December 8, 2003
Been following your site for a few weeks now so I thought I'd finally sign up and introduce myself and add my 2 cents worth. My name is David and I live in the Portland, Maine (USA) area. I've been a lover of quality chocolates for some time now. I have tried most of the brands that your subscribers have written about. My favorites are those from Amedei, Valrhona and Michel Cluizel. But I also like those from El Rey, Domori and other major places. Some sources that I am particularly fond of that I haven't seen mentioned so far are the dark chocolates from Grenada, Lake Champlain's Small World Squares and Max Brenner's 70%. Also, although this is supposed to be a dark chocolate lovers site, and my usual choice, I should mention one delicious "outsider". Cuba Venchi has a seasonal yummie called Giandujotto that might be worth sneaking a taste of. It's a dark chocolate coated morsel, with a milk chocolate/hazelnut center. I get mine from Chocosphere. Please forgive me for this one transgression from the "Prime Directive" but it's too good to not pass on the intel about. Please let me know how you other contributors feel about some of my less than mainstream favorites.
August 1, 2006
Cuba Venchi's gianduja is definitely the best out there. If anyone has the opportunity to try it, then take advantage of it because it really is a treat. If an exception can be made from eating dark chocolate, then this is it. Their other chocolate, however is way too mild, so I would recommend trying other brands if intensity and complexity are desired. Lake Champlain's small world squares are pretty good, but I wouldn't eat them every day although I am particularly fond of the Grenada square. I do commend LC, however, on making tasting squares larger than the typical 5g size. 5g is way too small to enjoy the entire sensory explosion of a chocolate, and the only thing such a small portion allows is a mere taste rather than the full blown experience one should experience. My big gripe with Lake Champlain is the low cocoa content of the chocolate. I know they're aimed at a wider public, but to do any justice to varietals, the chocolate should be at least 65%. At too low of a percentage, the sugar makes it hard to fully taste all the flavors of the chocolate.
April 29, 2004
i hope you don't mind my latching on to your message. but as i am a new member as well i thought this an appropriate spot.
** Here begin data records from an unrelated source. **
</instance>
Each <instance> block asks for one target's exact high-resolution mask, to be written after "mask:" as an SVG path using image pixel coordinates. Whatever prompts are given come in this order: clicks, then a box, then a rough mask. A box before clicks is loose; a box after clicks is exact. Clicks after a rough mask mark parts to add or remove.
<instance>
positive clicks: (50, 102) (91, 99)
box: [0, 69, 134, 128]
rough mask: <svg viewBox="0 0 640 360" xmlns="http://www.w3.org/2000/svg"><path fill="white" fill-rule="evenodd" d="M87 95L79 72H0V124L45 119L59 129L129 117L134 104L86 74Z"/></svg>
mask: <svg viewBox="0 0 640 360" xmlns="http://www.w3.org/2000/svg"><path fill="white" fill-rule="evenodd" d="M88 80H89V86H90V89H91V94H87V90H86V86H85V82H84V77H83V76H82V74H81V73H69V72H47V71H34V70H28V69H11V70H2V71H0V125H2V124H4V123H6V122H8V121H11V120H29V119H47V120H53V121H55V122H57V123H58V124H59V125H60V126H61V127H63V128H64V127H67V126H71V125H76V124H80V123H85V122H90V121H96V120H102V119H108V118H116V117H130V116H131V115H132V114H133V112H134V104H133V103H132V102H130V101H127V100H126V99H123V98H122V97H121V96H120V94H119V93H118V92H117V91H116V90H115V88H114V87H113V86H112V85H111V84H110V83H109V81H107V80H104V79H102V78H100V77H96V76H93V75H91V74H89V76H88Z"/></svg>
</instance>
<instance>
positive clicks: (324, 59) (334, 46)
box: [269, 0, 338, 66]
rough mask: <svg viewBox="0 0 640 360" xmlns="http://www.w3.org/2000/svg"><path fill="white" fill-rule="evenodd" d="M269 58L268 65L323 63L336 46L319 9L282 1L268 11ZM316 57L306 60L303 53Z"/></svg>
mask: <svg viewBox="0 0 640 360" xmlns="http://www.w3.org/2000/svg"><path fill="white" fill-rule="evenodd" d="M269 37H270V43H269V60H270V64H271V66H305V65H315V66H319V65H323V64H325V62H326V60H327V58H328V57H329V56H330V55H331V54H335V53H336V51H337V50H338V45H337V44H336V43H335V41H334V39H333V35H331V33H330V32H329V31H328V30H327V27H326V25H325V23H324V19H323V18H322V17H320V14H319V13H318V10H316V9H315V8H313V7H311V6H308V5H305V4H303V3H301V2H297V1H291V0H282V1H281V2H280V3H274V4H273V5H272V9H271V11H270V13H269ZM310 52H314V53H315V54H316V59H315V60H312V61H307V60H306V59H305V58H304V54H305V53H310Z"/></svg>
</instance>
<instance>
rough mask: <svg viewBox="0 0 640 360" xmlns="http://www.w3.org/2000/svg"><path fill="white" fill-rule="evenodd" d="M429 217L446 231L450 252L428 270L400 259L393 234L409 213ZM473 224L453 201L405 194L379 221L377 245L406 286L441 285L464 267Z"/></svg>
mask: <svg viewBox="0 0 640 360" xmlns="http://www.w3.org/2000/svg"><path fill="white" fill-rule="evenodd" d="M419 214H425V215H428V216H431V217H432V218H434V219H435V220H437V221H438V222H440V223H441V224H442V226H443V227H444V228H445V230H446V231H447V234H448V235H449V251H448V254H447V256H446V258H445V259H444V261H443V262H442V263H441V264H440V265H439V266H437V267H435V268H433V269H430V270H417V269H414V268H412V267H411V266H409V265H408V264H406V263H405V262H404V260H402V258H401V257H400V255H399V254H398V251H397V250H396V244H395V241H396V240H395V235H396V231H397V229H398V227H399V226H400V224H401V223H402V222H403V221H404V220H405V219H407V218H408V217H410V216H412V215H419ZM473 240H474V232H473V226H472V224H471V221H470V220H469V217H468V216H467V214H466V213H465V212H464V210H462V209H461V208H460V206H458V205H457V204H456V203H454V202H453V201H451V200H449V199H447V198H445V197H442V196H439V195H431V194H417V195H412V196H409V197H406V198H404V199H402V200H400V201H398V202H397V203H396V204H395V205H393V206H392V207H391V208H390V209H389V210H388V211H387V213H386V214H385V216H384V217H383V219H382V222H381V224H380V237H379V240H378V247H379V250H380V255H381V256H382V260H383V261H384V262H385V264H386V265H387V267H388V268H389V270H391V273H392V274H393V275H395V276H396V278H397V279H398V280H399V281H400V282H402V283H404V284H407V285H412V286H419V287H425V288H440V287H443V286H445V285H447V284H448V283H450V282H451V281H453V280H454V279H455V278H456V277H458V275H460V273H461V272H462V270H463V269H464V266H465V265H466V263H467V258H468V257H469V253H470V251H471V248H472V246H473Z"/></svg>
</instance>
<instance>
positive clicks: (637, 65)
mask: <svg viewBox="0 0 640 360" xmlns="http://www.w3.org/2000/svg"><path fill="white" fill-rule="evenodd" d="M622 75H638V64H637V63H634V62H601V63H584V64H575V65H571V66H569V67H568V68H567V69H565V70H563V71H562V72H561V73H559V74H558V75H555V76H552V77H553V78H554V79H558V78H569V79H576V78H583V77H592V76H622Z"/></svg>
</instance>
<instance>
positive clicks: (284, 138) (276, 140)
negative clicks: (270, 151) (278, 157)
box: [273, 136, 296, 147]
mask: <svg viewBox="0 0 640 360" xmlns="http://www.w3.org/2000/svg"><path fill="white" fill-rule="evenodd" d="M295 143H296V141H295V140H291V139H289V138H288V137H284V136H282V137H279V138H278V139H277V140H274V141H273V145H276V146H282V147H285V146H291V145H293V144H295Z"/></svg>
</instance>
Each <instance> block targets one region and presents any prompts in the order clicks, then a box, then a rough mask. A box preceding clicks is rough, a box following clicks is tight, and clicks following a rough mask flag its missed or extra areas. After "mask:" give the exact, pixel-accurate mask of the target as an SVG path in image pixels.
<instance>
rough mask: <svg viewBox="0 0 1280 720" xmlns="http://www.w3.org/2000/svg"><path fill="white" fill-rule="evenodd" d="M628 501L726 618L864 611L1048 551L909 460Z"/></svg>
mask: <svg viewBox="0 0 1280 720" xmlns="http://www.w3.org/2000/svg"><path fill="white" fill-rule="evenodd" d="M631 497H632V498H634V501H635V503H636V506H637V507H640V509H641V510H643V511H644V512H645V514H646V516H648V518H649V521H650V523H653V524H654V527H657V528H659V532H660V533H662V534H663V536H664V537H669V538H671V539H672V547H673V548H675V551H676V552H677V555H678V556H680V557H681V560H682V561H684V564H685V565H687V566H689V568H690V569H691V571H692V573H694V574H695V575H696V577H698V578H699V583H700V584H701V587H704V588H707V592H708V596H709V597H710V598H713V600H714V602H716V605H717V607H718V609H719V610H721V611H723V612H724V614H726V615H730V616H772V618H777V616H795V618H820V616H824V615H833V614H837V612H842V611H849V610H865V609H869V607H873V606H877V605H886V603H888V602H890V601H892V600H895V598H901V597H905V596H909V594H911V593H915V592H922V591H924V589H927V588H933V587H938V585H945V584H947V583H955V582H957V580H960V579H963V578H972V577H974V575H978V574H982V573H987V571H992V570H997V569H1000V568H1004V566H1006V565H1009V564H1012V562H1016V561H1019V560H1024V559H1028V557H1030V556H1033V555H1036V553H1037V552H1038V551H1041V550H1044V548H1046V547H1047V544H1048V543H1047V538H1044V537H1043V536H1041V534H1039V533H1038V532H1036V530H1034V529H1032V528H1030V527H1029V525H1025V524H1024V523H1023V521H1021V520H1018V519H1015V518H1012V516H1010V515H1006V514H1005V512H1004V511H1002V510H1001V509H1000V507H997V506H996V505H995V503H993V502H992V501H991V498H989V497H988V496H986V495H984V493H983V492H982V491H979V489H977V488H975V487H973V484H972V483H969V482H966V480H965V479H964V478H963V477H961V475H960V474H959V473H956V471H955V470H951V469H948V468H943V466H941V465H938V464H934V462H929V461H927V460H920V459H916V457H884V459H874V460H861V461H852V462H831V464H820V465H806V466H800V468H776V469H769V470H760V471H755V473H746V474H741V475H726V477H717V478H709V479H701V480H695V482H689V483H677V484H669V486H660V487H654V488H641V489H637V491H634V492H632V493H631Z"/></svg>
my name is alex and i live in munich, germany, where the chocolate cult is slowly picking up speed. it is still hard to find the greats in this city however. i have to "import" my domori from berlin and prefer domori to anything i have tried so far (including amedei, valrhona, cluizel, venchi, etc.). after trying their puertomar i find it hard to image better.
for me the problem with this chocolate is its price. therefore i stick to the relatively inexpensive stuff for daily cravings. here i prefer guanaja and caraibe. it's just so damn hard to go from a nice porcelana to a guanaja! and i'm not saying i don't like guanaja.
i hope to make it to london's chocolate week this year, having found out too late about the last one. what are 70%'s plans for this year's event?